If you're not super familiar with the products involved you would do well to spend some time in a lab scenario mocking this up. If you're still concerned, find a consultant (with good references) who will work with you face-to-face for a few hours doing the setup for the first remote office. Take copious notes, ask a lot of questions, and gather all the details you need so that you can do the next office(s) yourself. (Believe it or not, there are consultants who are happy to "teach a man to fish". Personally, I hate repetitive work and, while I do enjoy making money, I'd rather teach a Customer how to do something themselves, if they so choose, than do the same thing over and over again.)
As I said, this is a pretty straightforward deployment. You're trying to use the products (perhaps with the exception of SBS, depending on your user count) for exactly what they were intended to be used for, and you're not going to find yourself "fighting" the products.

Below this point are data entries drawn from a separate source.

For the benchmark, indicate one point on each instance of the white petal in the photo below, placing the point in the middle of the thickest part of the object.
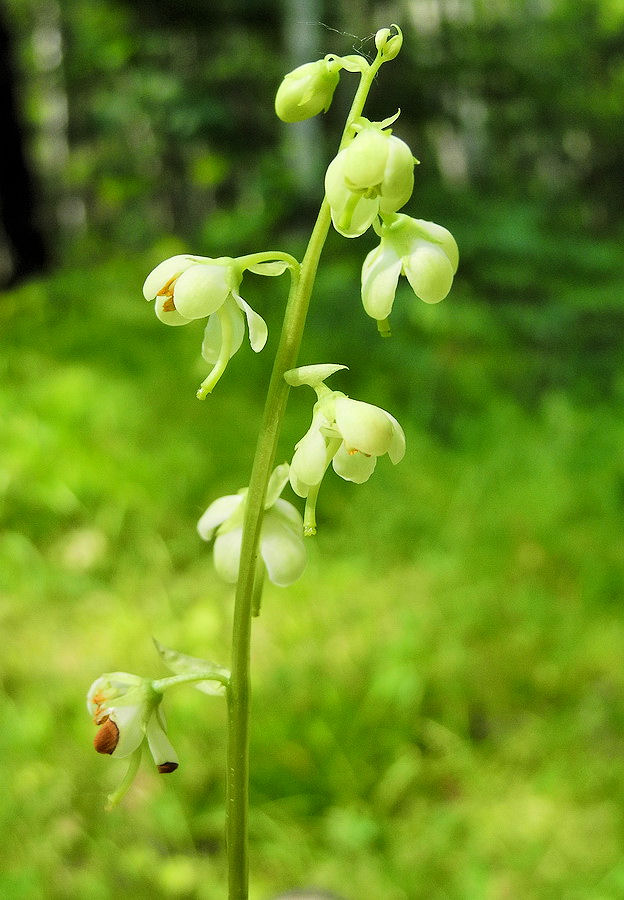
(364, 427)
(282, 550)
(201, 290)
(165, 272)
(442, 236)
(365, 159)
(380, 274)
(429, 271)
(310, 457)
(109, 688)
(396, 450)
(216, 514)
(398, 180)
(289, 514)
(258, 331)
(159, 744)
(168, 316)
(355, 466)
(211, 345)
(227, 554)
(130, 720)
(339, 197)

You can do all this without having the users site in the email address. You simply put the users mailbox on the server at their site. Then when they send mail to a user at another site the Exchange network handles all that once there is a VPN connection between the sites.
You'll need a VPN connection between the sites every once and a while to handle AD replication and file server replication.
You are getting beyond SBS here. You'll probably want to just get a bunch of Windows 2003 licenses to handle everything. One for each server. You can virtualize all this under VMware of Hyper-V so that you only need one or two physical servers at each site.
According to Harry Belsford, who has written lots of books on SBS, he has one simple rule: SBS ends if you're expanding to a second site. When I did SBS consulting, this served me well. Although SBS can be tweaked into some kind of multi-site thing, you are looking at additional server costs that turn the difference between your first server and SBS into a very marginal cost. You don't say anything about number of users at each office. Would be helpful to have know if this number is 10 (no way I'd deploy a site-specific Exchange server for 10 users) or 100 (maybe) or 1000 (still maybe). It all boils down to the quality of your WAN links, the type of traffic you'd be sending through (there's a big difference between the traffic type of an art/graphics company and a publisher that only works with text files).
So, a little more info would be great before we (at least I) can say something about this.